At home, she did not find followers. Her method was adopted by the French Catholic sisters who were caring for the sick. Florence proposed what seems commonplace today: to keep the wards clean and tidy and to administer medications to patients on schedule. The death rate of patients after the introduction of these simple measures has been halved!

At home, they heard about the successes of the reformers and called her back - to the hospital for the ruined aristocrats.

To Crimea

But the worldwide fame of Florence Nightingale was brought … by the war. In 1853, the so-called Crimean campaign began. Britain in it acted as an enemy of Russia. The result of the battles was the weakening of the position of our country and the temporary deprivation of its Black Sea Fleet …

The mortality rate in the barracks for the wounded in this massacre exceeded forty percent. It was then that the "sorceress" Florence Nightingale was summoned. Without hesitation, she gathered a group of devoted followers and went to field hospitals, where the wounded and sick with typhus were lying side by side without care and virtually without treatment.

At first, the sisters of mercy had only to bring food to the wounded and to sew and fill straw mattresses. They bought cauldrons for washing clothes and bandages, and hired 200 people to repair and clean up previously unused hospital premises. Later, Nightingale managed to summon the famous London chef Alexis Sawyer, who began to cook delicious and nutritious food for the wounded. She arranged for the soldiers to be able to send their salaries to families, and even set up a reading room for them. Nightingale worked day and night, sometimes forgetting about food, and did her best to help the sick. And what? Thanks to her efforts, the mortality rate has become less than three percent!

The soldiers did not call Florence anything other than "the lady with the lamp." She personally with a burning kerosene lamp in her hands at night went around all the wards! Attention to complaints of patients and compassionate attitude towards people became the principle of the nurse. Those who treated their duties irresponsibly were ruthlessly kicked out of their jobs.

On March 30, 1856, the Crimean War ended. Florence stayed in the hospital after the departure of the soldiers and sisters in order to put everything in order there. She refused to take part in the ceremony at which she was going to be honored as a national heroine when she returned to her homeland. To avoid being honored, Nightingale returned home under an assumed name.

After returning to England, Florence was assigned to carry out a complete reorganization of the medical service of the British army.
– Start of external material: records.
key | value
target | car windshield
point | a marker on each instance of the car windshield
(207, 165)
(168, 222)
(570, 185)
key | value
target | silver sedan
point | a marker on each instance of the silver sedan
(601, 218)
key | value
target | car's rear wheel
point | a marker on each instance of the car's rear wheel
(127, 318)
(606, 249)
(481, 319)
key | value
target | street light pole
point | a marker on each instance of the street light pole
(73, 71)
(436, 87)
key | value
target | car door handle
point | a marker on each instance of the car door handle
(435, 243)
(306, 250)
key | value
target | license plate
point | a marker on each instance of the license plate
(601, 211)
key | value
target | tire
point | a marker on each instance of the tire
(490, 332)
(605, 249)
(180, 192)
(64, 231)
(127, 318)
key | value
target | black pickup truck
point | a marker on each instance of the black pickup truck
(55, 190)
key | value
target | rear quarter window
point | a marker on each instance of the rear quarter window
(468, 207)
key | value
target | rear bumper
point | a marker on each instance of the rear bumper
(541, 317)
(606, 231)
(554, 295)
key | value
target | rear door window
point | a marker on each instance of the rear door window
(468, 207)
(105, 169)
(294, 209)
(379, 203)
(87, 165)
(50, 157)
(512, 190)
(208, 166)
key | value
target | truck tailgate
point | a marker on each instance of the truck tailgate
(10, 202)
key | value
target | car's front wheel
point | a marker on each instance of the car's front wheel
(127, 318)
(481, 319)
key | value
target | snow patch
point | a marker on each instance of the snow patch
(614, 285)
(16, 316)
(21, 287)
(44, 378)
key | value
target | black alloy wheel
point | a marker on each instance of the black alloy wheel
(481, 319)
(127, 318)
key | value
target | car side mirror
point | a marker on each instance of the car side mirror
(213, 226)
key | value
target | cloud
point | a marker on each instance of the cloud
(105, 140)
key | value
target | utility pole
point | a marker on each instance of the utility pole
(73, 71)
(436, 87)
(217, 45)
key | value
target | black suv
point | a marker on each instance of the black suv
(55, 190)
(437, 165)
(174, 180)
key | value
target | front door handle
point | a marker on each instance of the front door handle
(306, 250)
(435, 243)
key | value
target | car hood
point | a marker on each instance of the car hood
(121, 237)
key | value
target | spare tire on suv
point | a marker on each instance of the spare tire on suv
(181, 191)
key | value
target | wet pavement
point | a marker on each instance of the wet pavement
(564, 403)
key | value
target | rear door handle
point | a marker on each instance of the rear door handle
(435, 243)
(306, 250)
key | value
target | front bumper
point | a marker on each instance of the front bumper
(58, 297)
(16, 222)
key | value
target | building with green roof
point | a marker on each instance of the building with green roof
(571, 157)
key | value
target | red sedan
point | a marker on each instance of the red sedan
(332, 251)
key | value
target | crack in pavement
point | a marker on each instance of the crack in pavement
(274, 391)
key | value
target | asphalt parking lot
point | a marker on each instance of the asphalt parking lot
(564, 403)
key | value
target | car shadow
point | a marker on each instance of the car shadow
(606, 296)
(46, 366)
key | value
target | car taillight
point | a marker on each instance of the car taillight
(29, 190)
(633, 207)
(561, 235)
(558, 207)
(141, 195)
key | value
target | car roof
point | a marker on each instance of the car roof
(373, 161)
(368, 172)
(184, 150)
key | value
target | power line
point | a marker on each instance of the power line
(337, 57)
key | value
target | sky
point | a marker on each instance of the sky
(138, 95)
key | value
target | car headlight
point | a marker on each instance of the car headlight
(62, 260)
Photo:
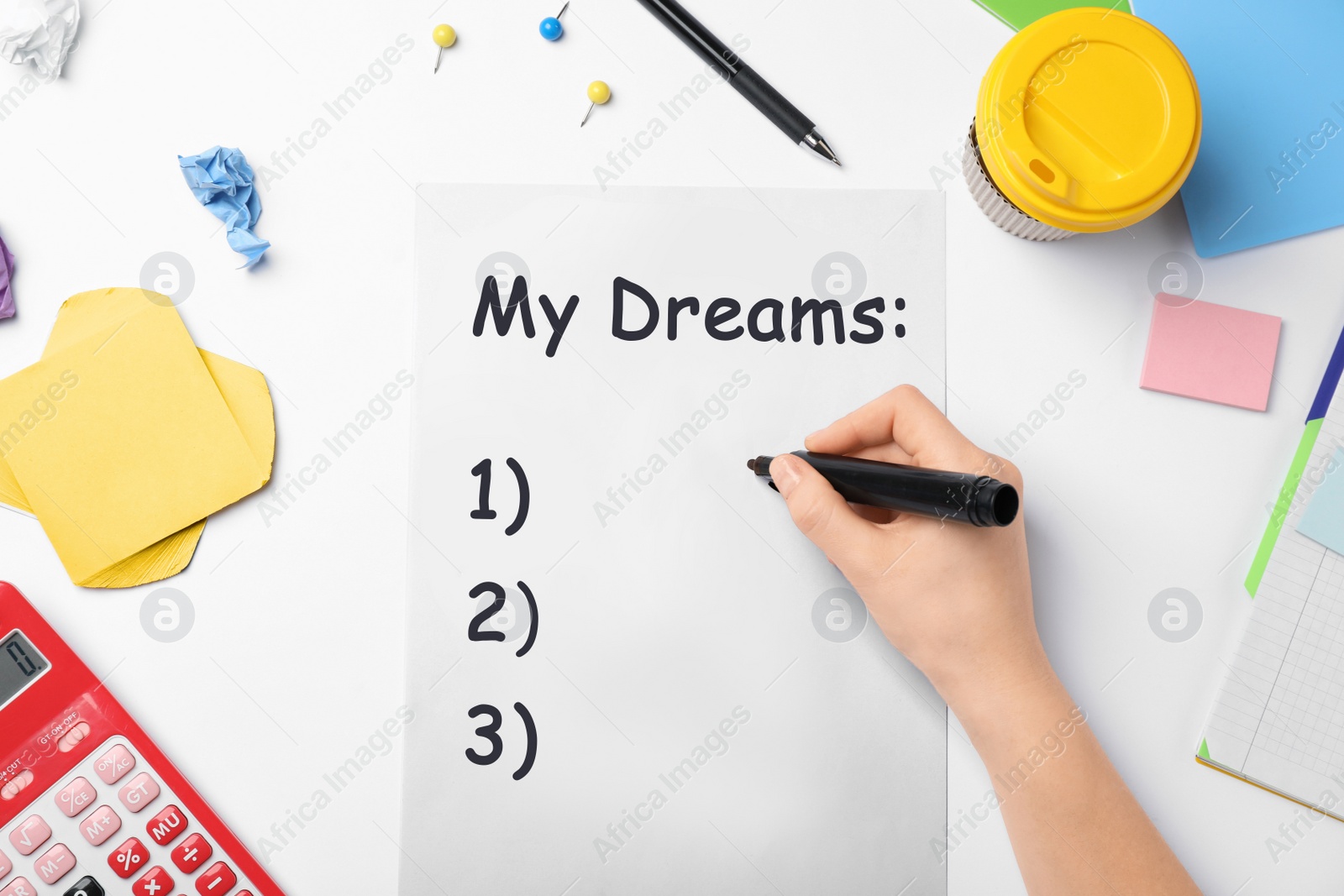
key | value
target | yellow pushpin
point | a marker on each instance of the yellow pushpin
(445, 38)
(598, 93)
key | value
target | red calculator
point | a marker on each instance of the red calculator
(89, 805)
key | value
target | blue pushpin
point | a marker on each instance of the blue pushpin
(551, 27)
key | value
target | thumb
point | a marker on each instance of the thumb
(822, 515)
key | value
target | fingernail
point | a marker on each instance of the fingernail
(785, 474)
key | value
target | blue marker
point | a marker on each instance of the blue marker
(551, 27)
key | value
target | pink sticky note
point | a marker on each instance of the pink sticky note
(1211, 352)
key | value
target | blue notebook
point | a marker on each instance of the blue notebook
(1272, 80)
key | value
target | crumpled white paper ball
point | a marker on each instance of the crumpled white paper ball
(38, 31)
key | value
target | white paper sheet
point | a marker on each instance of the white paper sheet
(714, 712)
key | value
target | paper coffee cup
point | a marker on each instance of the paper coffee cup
(1088, 121)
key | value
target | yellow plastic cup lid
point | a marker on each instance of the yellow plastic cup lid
(1089, 120)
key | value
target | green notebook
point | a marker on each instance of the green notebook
(1019, 13)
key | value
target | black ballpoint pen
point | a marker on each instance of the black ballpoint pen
(769, 101)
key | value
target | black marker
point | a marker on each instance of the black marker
(769, 101)
(964, 497)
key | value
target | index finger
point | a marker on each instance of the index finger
(902, 417)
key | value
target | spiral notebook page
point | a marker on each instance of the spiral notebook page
(1278, 719)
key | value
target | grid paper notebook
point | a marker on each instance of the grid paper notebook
(1278, 719)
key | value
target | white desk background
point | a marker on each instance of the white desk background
(296, 654)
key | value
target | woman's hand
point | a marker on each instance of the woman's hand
(954, 598)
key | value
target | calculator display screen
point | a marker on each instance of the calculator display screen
(20, 665)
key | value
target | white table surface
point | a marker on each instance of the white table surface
(296, 654)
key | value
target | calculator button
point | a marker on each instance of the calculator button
(128, 859)
(54, 864)
(114, 763)
(85, 887)
(192, 853)
(74, 736)
(156, 883)
(139, 793)
(217, 880)
(101, 825)
(167, 826)
(76, 797)
(30, 835)
(17, 786)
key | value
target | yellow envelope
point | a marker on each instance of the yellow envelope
(121, 474)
On her initiative, military hospitals were equipped with ventilation and sewerage systems, and hospital personnel were required to undergo the necessary training.

In 1859 and 1860, two of her books were published, which immediately sold out: "Notes on hospitals" and "Notes on hospital care: what it is and what it should not be." She wrote both works while confined to a wheelchair. In 1856 she was struck by a stroke.

Unable to move, Florence did not lose her activity. Now she gave orders without getting up from her chair. Her words were enough: the mechanism created by her worked without failures. Miss Florence Nightingale died in 1910 at the age of ninety.

In honor of her, May 12 is celebrated as World Nursing Day, and every two years the International Red Cross presents 50 Florence Nightingale medals - the highest award for nurses.